The lad, whos name escapes me, (lets call him Sally The Dumptruck) is pushing 30. STD has never had a kiss, let alone a date before. His Personal Trainer decided it was time to throw him in the deep end and mingle with people of the opposite sex.

After attending some short “dating for dummies” courses, STD tucked his loose skin into his underpants, slipped into his number 1′s, doused himself in Old Spice and beelined to Pearl, the hive for the nights MEOW gathering.

STD struggled. He forgot to bring the most important thing… game. After leaving twice to get fresh air, STD managed to strike up a conversation with 2 cougars. “I’m guessing you are both in your mid-30′s” was STD’s pick up line. These mid 50′s ladies were taken aback by his complement (they missed the blatant lie) and it looked like STD was making good headway.  STD’s handbrake however was, once again, his game. This time he left and did not return.

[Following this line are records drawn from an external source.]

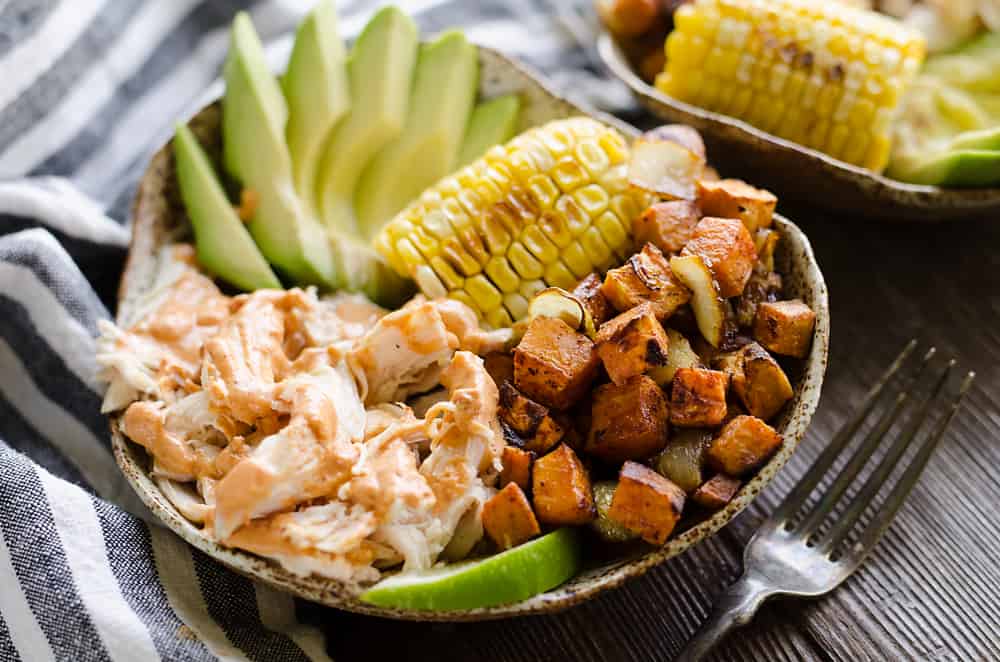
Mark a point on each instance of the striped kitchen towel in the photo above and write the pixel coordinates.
(88, 89)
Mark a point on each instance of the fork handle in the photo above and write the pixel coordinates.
(734, 608)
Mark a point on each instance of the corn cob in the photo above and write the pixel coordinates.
(543, 210)
(820, 74)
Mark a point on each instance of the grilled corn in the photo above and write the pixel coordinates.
(820, 74)
(544, 210)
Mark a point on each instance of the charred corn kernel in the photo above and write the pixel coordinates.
(463, 296)
(447, 274)
(499, 318)
(538, 244)
(498, 270)
(455, 253)
(483, 292)
(834, 65)
(524, 263)
(575, 257)
(543, 210)
(557, 275)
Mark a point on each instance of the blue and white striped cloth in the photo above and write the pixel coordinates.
(88, 90)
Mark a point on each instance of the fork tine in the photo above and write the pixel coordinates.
(860, 457)
(794, 500)
(838, 532)
(906, 482)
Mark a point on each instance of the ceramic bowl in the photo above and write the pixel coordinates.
(799, 173)
(159, 218)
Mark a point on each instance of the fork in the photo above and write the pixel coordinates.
(792, 556)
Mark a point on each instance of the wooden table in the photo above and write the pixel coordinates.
(931, 589)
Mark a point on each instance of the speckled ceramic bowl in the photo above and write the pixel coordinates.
(796, 172)
(159, 217)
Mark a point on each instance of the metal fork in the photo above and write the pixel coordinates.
(790, 556)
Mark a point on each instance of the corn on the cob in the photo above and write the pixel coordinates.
(544, 210)
(820, 74)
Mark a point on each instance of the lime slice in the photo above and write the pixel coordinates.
(510, 576)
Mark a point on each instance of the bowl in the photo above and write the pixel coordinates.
(159, 218)
(795, 172)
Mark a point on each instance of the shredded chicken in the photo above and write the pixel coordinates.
(276, 420)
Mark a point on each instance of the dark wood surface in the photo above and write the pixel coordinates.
(931, 589)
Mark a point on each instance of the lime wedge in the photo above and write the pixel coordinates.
(510, 576)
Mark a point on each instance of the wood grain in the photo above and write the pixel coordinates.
(931, 589)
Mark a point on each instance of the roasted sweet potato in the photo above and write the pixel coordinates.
(716, 492)
(530, 420)
(553, 364)
(629, 420)
(667, 225)
(500, 365)
(759, 382)
(785, 327)
(560, 487)
(589, 292)
(646, 503)
(632, 343)
(743, 444)
(516, 463)
(646, 276)
(733, 198)
(762, 286)
(508, 518)
(698, 398)
(679, 355)
(727, 249)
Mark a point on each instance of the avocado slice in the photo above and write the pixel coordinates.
(317, 92)
(957, 168)
(380, 69)
(444, 90)
(224, 245)
(492, 122)
(254, 152)
(985, 139)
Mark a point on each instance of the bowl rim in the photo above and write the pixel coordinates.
(150, 204)
(928, 198)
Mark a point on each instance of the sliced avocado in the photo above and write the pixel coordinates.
(491, 123)
(224, 245)
(254, 152)
(380, 69)
(444, 90)
(362, 270)
(317, 92)
(962, 168)
(986, 139)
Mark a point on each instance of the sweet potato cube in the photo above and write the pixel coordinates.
(667, 225)
(743, 444)
(560, 487)
(760, 383)
(632, 343)
(516, 467)
(589, 292)
(530, 420)
(646, 276)
(785, 327)
(734, 198)
(629, 420)
(500, 365)
(728, 249)
(698, 398)
(646, 503)
(716, 492)
(508, 518)
(553, 364)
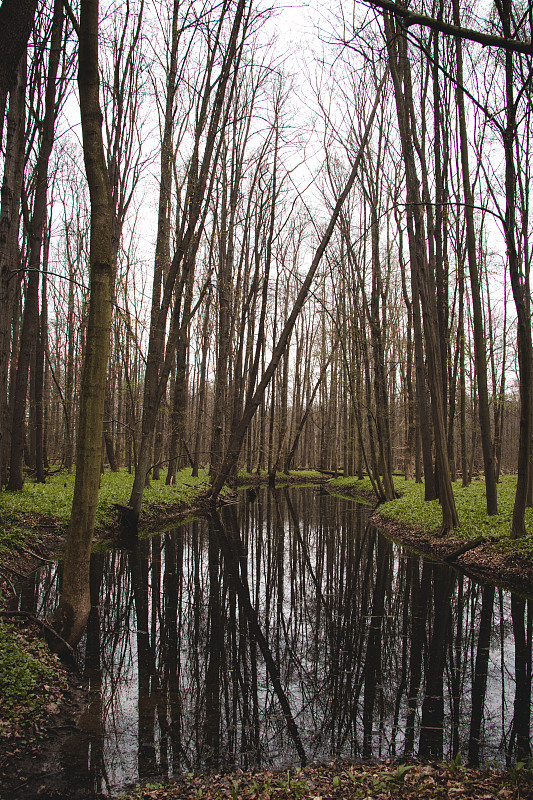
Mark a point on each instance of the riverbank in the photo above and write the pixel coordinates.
(24, 749)
(488, 551)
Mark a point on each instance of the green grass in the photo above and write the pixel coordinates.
(412, 509)
(19, 510)
(292, 475)
(29, 679)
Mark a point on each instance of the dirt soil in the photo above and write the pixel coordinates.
(27, 756)
(483, 561)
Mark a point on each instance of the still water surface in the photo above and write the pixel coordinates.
(285, 629)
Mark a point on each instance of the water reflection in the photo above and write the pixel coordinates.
(282, 630)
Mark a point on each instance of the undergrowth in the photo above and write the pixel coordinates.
(411, 509)
(28, 680)
(19, 511)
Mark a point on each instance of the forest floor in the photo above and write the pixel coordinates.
(30, 738)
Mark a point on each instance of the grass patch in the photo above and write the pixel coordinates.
(411, 509)
(29, 680)
(352, 484)
(19, 511)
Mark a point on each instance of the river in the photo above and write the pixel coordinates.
(282, 630)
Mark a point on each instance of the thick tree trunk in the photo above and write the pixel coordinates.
(255, 398)
(158, 361)
(70, 618)
(400, 71)
(16, 22)
(520, 287)
(9, 228)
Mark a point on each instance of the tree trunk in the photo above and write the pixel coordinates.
(254, 399)
(477, 312)
(30, 322)
(70, 618)
(9, 228)
(400, 69)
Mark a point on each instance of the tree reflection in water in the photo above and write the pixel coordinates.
(282, 630)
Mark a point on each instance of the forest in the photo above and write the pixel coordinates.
(237, 236)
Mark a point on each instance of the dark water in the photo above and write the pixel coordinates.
(286, 629)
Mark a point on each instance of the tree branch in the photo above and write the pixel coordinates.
(486, 39)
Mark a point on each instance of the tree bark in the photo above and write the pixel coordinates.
(9, 228)
(70, 618)
(30, 321)
(254, 399)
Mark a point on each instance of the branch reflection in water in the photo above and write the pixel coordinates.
(282, 630)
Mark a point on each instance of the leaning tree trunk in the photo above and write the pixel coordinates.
(70, 618)
(255, 399)
(400, 71)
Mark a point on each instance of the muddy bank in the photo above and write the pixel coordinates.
(483, 561)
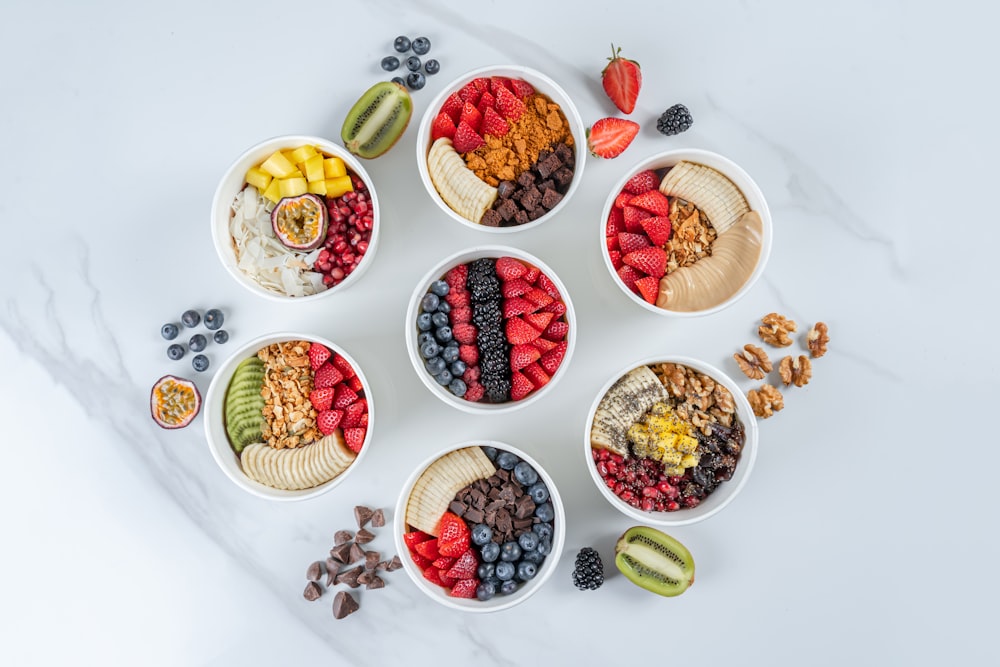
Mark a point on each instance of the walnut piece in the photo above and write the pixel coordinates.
(765, 401)
(753, 362)
(817, 340)
(795, 371)
(775, 329)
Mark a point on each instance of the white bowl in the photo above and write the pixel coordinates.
(752, 193)
(215, 430)
(724, 493)
(413, 348)
(542, 84)
(499, 602)
(233, 181)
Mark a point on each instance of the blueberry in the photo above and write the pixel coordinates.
(169, 331)
(429, 302)
(525, 474)
(526, 570)
(402, 44)
(506, 460)
(421, 45)
(545, 512)
(197, 343)
(415, 80)
(213, 319)
(440, 288)
(538, 492)
(505, 571)
(190, 318)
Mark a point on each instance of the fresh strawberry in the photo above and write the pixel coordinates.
(327, 421)
(321, 398)
(327, 376)
(520, 386)
(519, 331)
(609, 137)
(465, 334)
(657, 229)
(621, 79)
(550, 360)
(651, 261)
(522, 355)
(466, 139)
(644, 181)
(653, 201)
(443, 126)
(649, 288)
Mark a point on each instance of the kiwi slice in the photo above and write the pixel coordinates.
(377, 120)
(655, 561)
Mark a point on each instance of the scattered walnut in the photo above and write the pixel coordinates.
(765, 401)
(817, 340)
(775, 329)
(797, 371)
(753, 362)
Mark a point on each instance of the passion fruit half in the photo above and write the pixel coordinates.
(174, 402)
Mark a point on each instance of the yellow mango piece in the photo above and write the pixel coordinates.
(338, 186)
(293, 187)
(278, 165)
(334, 167)
(314, 168)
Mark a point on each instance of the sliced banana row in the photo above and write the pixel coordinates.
(298, 468)
(711, 191)
(436, 487)
(625, 403)
(458, 186)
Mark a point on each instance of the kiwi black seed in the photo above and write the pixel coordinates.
(653, 560)
(377, 120)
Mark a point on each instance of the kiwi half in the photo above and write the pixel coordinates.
(377, 120)
(655, 561)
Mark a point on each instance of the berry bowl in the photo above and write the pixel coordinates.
(480, 526)
(490, 329)
(670, 441)
(501, 148)
(686, 233)
(295, 218)
(288, 416)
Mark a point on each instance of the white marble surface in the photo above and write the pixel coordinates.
(866, 533)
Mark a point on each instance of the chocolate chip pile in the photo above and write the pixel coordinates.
(347, 550)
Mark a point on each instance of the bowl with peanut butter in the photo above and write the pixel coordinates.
(686, 233)
(501, 149)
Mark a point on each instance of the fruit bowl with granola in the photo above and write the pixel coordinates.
(288, 416)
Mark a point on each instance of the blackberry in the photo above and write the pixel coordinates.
(674, 120)
(588, 571)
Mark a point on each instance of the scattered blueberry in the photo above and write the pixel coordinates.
(169, 331)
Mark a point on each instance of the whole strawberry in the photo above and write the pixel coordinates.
(622, 79)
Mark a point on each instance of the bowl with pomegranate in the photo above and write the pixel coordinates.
(295, 218)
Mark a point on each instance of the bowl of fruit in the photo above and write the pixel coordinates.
(670, 440)
(501, 148)
(288, 416)
(482, 526)
(295, 217)
(490, 329)
(686, 233)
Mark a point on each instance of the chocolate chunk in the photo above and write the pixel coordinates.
(312, 592)
(344, 604)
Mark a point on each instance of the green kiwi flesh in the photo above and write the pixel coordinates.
(377, 120)
(653, 560)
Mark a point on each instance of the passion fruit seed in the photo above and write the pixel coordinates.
(377, 120)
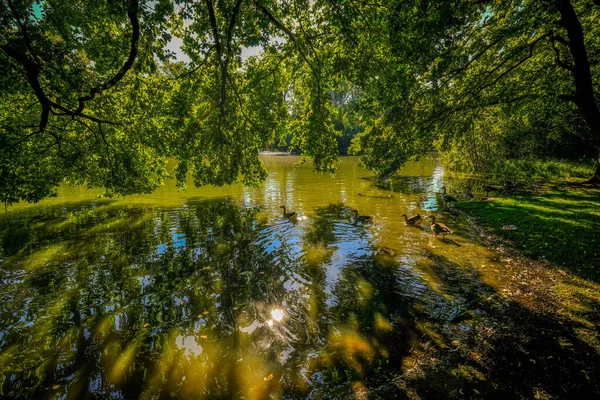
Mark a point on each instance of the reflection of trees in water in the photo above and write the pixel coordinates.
(141, 302)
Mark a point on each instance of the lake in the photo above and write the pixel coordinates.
(213, 293)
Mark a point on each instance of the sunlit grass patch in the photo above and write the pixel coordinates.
(559, 225)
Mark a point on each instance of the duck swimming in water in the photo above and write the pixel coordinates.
(362, 218)
(411, 220)
(438, 227)
(288, 215)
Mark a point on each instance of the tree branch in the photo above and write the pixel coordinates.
(132, 14)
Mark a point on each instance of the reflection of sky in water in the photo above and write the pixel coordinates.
(433, 189)
(240, 285)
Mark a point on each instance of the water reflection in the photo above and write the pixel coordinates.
(214, 299)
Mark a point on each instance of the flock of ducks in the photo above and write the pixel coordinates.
(437, 228)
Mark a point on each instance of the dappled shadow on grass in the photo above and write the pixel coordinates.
(492, 346)
(561, 227)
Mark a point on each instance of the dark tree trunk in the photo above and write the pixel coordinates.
(584, 86)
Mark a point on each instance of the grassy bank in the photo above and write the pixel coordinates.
(559, 224)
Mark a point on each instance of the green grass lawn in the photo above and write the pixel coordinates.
(560, 224)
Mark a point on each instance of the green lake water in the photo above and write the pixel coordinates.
(212, 293)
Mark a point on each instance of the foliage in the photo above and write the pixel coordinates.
(94, 97)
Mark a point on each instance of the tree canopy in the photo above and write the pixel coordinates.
(94, 96)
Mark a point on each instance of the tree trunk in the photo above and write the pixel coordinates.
(584, 86)
(596, 178)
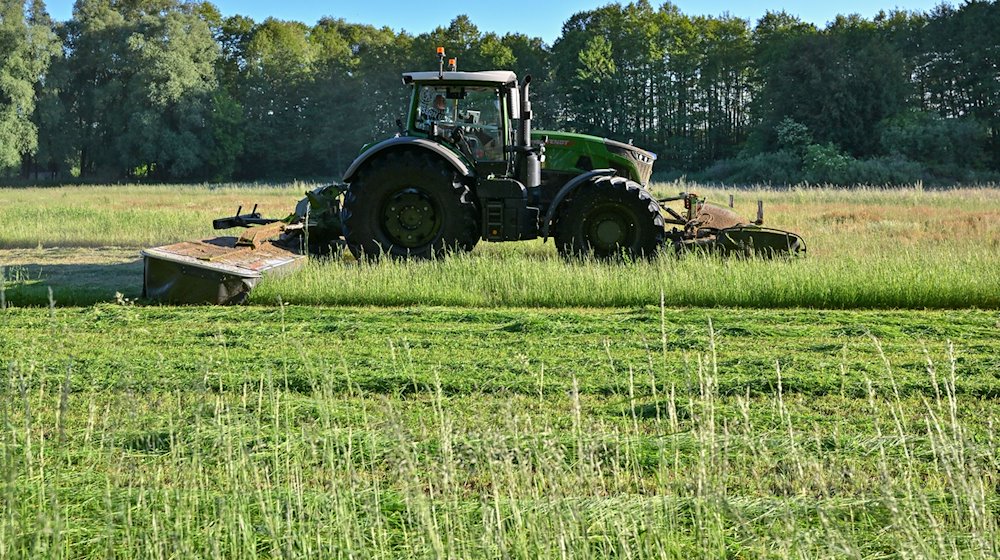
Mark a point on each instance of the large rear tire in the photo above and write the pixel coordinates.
(610, 217)
(409, 204)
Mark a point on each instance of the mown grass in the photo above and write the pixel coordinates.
(868, 248)
(475, 433)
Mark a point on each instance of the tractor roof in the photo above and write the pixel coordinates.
(494, 77)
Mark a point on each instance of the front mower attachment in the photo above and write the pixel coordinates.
(222, 270)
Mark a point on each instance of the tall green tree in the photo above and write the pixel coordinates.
(27, 46)
(143, 75)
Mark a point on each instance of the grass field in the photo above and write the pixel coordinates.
(507, 404)
(907, 248)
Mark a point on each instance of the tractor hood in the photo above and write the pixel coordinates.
(572, 152)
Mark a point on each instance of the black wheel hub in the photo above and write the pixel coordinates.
(411, 218)
(609, 227)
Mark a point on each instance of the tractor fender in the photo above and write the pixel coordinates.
(395, 143)
(565, 191)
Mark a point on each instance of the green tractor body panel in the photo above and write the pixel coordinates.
(570, 154)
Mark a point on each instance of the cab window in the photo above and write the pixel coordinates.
(475, 109)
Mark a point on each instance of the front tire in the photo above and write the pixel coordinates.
(610, 217)
(409, 204)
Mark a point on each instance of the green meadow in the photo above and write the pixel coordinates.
(506, 403)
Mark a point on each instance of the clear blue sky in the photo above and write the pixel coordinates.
(503, 16)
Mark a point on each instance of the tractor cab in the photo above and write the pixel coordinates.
(470, 111)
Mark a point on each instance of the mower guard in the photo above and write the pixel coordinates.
(212, 271)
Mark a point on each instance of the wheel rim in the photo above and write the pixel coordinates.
(609, 228)
(411, 218)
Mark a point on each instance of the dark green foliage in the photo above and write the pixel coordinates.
(27, 45)
(157, 89)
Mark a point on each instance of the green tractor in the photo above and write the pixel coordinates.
(466, 166)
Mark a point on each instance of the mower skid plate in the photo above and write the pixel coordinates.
(212, 271)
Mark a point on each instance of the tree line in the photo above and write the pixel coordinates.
(172, 90)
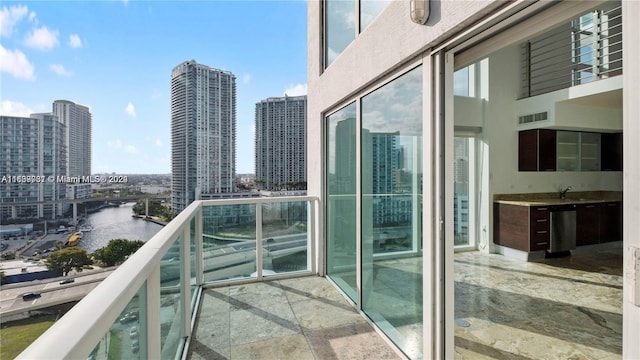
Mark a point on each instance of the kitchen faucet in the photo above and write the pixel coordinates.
(563, 192)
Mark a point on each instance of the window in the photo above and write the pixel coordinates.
(341, 25)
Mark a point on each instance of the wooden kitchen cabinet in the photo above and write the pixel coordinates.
(587, 224)
(524, 228)
(610, 221)
(537, 150)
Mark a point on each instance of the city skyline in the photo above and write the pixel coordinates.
(280, 143)
(116, 59)
(203, 133)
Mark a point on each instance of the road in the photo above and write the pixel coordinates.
(52, 293)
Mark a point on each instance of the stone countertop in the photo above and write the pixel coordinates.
(548, 199)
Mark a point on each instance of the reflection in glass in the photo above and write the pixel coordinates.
(339, 27)
(341, 204)
(193, 285)
(229, 241)
(369, 9)
(171, 313)
(126, 338)
(461, 192)
(284, 237)
(391, 210)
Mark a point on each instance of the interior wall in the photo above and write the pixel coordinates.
(502, 136)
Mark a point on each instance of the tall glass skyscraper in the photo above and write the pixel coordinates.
(203, 133)
(281, 146)
(32, 156)
(77, 121)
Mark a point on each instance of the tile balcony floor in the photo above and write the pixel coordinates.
(560, 308)
(301, 318)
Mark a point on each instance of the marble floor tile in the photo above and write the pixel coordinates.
(352, 341)
(304, 318)
(559, 308)
(282, 347)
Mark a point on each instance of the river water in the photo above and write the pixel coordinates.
(116, 223)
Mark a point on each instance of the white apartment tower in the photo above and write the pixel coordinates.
(203, 132)
(77, 120)
(280, 143)
(32, 155)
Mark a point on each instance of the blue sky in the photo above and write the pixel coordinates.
(116, 58)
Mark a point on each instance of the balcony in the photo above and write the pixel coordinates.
(201, 288)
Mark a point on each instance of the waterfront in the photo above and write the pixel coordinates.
(116, 223)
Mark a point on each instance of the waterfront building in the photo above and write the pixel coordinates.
(280, 142)
(32, 156)
(77, 121)
(393, 67)
(203, 133)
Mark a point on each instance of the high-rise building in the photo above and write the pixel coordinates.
(77, 120)
(32, 156)
(203, 133)
(280, 143)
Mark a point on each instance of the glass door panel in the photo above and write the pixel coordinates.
(391, 210)
(341, 203)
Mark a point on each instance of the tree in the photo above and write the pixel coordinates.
(68, 259)
(117, 251)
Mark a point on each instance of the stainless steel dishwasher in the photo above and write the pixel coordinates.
(563, 228)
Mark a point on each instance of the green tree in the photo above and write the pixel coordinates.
(68, 259)
(117, 251)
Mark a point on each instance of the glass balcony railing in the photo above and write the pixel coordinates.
(145, 309)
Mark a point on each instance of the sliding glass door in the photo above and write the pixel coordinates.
(387, 126)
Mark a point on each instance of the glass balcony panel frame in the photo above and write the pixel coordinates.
(140, 277)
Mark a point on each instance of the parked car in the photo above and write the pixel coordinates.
(29, 296)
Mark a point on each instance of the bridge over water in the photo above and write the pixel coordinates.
(74, 202)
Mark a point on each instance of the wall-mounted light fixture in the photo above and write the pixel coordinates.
(419, 11)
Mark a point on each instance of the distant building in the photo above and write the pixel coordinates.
(77, 121)
(32, 156)
(203, 133)
(280, 143)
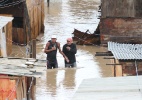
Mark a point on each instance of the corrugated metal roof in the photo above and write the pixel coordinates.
(125, 51)
(22, 67)
(4, 20)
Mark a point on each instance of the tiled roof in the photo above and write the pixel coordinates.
(4, 20)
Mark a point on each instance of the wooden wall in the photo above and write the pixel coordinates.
(9, 38)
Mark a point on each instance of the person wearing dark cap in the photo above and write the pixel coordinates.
(51, 51)
(69, 49)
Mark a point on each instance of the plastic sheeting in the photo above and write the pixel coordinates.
(4, 20)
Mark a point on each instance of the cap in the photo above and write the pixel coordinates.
(53, 36)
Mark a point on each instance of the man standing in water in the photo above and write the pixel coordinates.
(69, 49)
(51, 51)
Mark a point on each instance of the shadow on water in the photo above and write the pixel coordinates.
(51, 81)
(61, 19)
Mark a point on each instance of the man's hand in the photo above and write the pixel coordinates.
(53, 48)
(68, 48)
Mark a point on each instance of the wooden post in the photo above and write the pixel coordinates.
(33, 49)
(30, 95)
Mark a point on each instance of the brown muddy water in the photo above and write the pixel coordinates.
(61, 18)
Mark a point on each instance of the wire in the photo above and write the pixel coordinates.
(10, 94)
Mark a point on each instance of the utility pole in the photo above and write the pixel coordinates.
(48, 1)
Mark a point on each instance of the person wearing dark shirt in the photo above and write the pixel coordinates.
(51, 51)
(69, 49)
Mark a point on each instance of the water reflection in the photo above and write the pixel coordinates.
(61, 18)
(69, 78)
(51, 81)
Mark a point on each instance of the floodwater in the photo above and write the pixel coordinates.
(61, 18)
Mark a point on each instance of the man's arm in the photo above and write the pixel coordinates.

STD aside, the quality of woman at the MEOW gathering was something else! Whether they showed up for the younger men or their chance to get their well waited break on TV I’m not sure. To be honest, I was left both slightly turned on and inspired to host a MEOW gathering right here in God’s own.

So, here is my request to you WIRB readers:  Pinch your mum’s and/or older sisters phone, send out mass text’s to their single, but not limited to single, friends and lets organise a MEOW night. And lets face it, you’re not a man ’til you get your Cougar wings!

P.S. Sally The Dumptruck eventually lost his virginty. He almost got a foursome too the tinny prick!!